More protests were to follow Monday near Columbia and the United Nations, where the Ahmadinejad was to address the General Assembly on Tuesday.

Meanwhile, Columbia University's heads are resisting pressure to cancel a scheduled on-campus appearance by Ahmadinejad, who has made statements questioning the Holocaust and calling for Israel to be "wiped off the map."

Columbia University President Lee Bollinger on Friday defended the initiative to invite Ahmadinejad to speak by saying that the university had extended the invitation only after the president agreed to give equal time for questions.
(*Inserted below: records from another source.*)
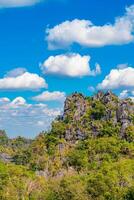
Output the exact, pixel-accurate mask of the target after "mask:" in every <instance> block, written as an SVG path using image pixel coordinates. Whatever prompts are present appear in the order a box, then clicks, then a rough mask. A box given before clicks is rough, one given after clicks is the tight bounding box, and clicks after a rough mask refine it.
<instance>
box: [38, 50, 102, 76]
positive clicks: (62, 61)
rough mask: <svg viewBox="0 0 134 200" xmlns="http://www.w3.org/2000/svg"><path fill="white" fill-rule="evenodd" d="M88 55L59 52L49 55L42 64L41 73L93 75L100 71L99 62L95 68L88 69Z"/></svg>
mask: <svg viewBox="0 0 134 200" xmlns="http://www.w3.org/2000/svg"><path fill="white" fill-rule="evenodd" d="M90 59H91V57H90V56H81V55H80V54H75V53H73V54H61V55H57V56H50V57H49V58H48V59H47V60H46V61H45V62H44V63H43V65H42V67H41V69H42V71H43V73H47V74H58V75H65V76H70V77H82V76H87V75H91V76H95V75H97V74H99V73H100V71H101V69H100V66H99V64H96V69H95V70H91V69H90V65H89V62H90Z"/></svg>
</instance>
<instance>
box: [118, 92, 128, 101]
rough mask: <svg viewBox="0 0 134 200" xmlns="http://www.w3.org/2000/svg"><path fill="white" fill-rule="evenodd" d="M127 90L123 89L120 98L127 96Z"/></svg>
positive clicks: (120, 95) (127, 96) (122, 98)
mask: <svg viewBox="0 0 134 200" xmlns="http://www.w3.org/2000/svg"><path fill="white" fill-rule="evenodd" d="M128 94H129V93H128V90H123V91H122V92H121V93H120V95H119V97H120V98H121V99H124V98H127V97H128Z"/></svg>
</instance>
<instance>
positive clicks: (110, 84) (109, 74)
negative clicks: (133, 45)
mask: <svg viewBox="0 0 134 200" xmlns="http://www.w3.org/2000/svg"><path fill="white" fill-rule="evenodd" d="M97 88H98V89H118V88H134V68H133V67H127V68H123V69H112V70H111V71H110V73H109V74H108V75H107V76H106V77H105V78H104V80H103V81H102V83H100V84H99V85H98V87H97Z"/></svg>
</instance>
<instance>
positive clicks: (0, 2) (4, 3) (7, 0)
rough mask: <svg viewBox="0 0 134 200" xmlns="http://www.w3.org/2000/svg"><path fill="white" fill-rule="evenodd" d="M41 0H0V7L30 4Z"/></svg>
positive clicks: (21, 6)
mask: <svg viewBox="0 0 134 200" xmlns="http://www.w3.org/2000/svg"><path fill="white" fill-rule="evenodd" d="M41 1H42V0H0V8H10V7H23V6H31V5H34V4H36V3H39V2H41Z"/></svg>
Bollinger said he planned on presenting Ahmadinejad with a number of pointed and challenging questions.

While some public officials have called for Columbia to change its mind about the visit, New York Mayor Michael Bloomberg has said that the visit is an internal matter.

A Columbia professor who is an Iran expert and was among those behind the initiative told the media on Friday that he believed it was important to invite Ahmadinejad to speak, since he was the head of a state with which the U.S. might find itself at war.
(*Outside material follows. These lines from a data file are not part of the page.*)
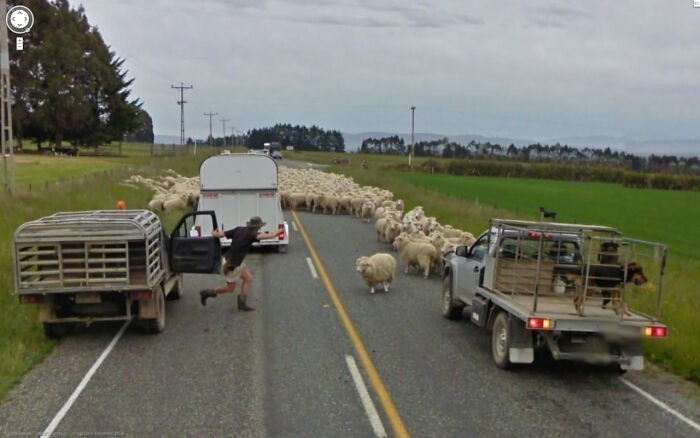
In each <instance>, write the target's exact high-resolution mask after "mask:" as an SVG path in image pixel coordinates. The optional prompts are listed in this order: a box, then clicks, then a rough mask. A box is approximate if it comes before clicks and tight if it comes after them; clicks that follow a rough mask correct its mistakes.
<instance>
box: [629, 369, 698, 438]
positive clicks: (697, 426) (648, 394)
mask: <svg viewBox="0 0 700 438" xmlns="http://www.w3.org/2000/svg"><path fill="white" fill-rule="evenodd" d="M620 381H622V383H624V384H625V385H627V386H629V387H630V388H632V389H634V390H635V391H637V392H638V393H639V394H641V395H642V396H644V397H645V398H647V399H648V400H649V401H651V402H652V403H654V404H655V405H657V406H658V407H660V408H661V409H663V410H664V411H666V412H668V413H669V414H672V415H675V416H676V417H677V418H678V419H679V420H681V421H683V422H685V423H687V424H688V425H689V426H690V427H693V428H695V429H696V430H698V431H700V424H698V423H696V422H694V421H693V420H691V419H690V418H688V417H686V416H684V415H683V414H681V413H680V412H678V411H676V410H675V409H673V408H671V407H670V406H669V405H667V404H666V403H664V402H662V401H661V400H658V399H657V398H655V397H654V396H653V395H651V394H649V393H648V392H646V391H644V390H643V389H642V388H640V387H638V386H637V385H635V384H634V383H632V382H630V381H629V380H627V379H625V378H623V377H620Z"/></svg>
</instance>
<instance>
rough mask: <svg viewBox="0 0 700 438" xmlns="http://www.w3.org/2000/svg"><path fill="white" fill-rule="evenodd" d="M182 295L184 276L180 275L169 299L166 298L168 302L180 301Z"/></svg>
mask: <svg viewBox="0 0 700 438" xmlns="http://www.w3.org/2000/svg"><path fill="white" fill-rule="evenodd" d="M182 293H183V290H182V274H178V275H177V280H176V281H175V285H174V286H173V288H172V289H171V290H170V293H169V294H168V296H167V297H165V299H166V300H168V301H173V300H179V299H180V298H181V297H182Z"/></svg>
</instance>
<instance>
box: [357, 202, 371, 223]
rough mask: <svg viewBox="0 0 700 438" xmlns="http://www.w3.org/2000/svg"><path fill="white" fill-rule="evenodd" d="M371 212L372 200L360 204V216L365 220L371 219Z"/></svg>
mask: <svg viewBox="0 0 700 438" xmlns="http://www.w3.org/2000/svg"><path fill="white" fill-rule="evenodd" d="M372 213H374V202H372V201H366V202H365V203H364V204H362V210H361V211H360V216H361V217H362V220H364V221H365V222H370V220H371V219H372Z"/></svg>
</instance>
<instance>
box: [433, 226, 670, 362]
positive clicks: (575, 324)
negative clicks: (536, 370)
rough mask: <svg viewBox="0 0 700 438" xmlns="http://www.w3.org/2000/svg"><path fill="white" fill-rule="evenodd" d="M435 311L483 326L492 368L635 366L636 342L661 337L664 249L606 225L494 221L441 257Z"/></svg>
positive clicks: (653, 243)
mask: <svg viewBox="0 0 700 438" xmlns="http://www.w3.org/2000/svg"><path fill="white" fill-rule="evenodd" d="M444 262H445V268H444V273H443V274H444V281H443V293H442V313H443V315H444V316H445V317H446V318H448V319H461V317H462V315H463V310H464V309H465V308H468V313H469V319H470V320H471V322H472V323H474V324H476V325H477V326H479V327H483V328H486V329H490V330H492V339H491V353H492V356H493V360H494V362H495V363H496V365H497V366H499V367H501V368H509V367H510V366H511V365H512V364H514V363H532V362H533V361H534V351H535V349H537V348H547V349H548V350H549V351H550V352H551V354H552V357H553V358H554V359H556V360H560V359H567V360H576V361H585V362H589V363H600V364H616V365H617V366H619V368H620V369H621V370H627V369H636V370H640V369H642V368H643V363H644V361H643V356H642V352H641V340H642V339H644V338H663V337H665V336H666V326H665V325H664V324H662V323H661V322H660V320H659V319H660V316H661V302H662V301H661V297H662V293H663V278H664V268H665V264H666V247H665V246H664V245H662V244H659V243H652V242H645V241H641V240H636V239H629V238H625V237H623V236H622V234H621V233H620V232H619V231H618V230H616V229H614V228H610V227H602V226H595V225H577V224H561V223H546V222H529V221H516V220H504V219H493V220H491V226H490V227H489V229H488V230H486V231H485V232H484V233H483V234H481V235H480V236H479V237H478V238H477V240H476V242H475V243H474V245H472V246H471V247H469V248H467V247H459V248H458V249H457V251H456V252H455V253H454V254H450V255H448V256H447V257H446V258H445V260H444Z"/></svg>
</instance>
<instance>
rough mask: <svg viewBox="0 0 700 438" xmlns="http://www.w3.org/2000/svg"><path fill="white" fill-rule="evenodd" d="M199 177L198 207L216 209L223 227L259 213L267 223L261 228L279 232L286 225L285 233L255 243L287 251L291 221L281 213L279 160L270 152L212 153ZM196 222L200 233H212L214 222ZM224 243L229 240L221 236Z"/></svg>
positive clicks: (243, 220) (200, 168)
However, the real headache for the New York City police is likely to be the Iranian leader's attempt to visit Ground Zero.

Israel's United Nations envoy Dan Gillerman told the Conference of Presidents of Major Jewish Organization that a visit by Iranian President Mahmoud Ahmadinejad to Ground Zero would be similar to a visit by a resurrected Hitler to Auschwitz.

Police Commissioner Raymond Kelly had prohibited Ahmadinejad's visit to the scene of the September 11, 2001 terror attacks on the Twin Towers, but according to an interview he gave to "60 minutes," to be broadcast tonight, the Iranian president has not abandoned his plan to visit the site. However, when asked his opinion as to Kelly's refusal to allow the visit, Ahmadinejad said it would have to be coordinated with the local authorities, and if they did not agree, he would not insist.

When asked whether he did not consider his visit to the site of the Twin Towers attack as an insult to the American people, he asked why it should be considered as such.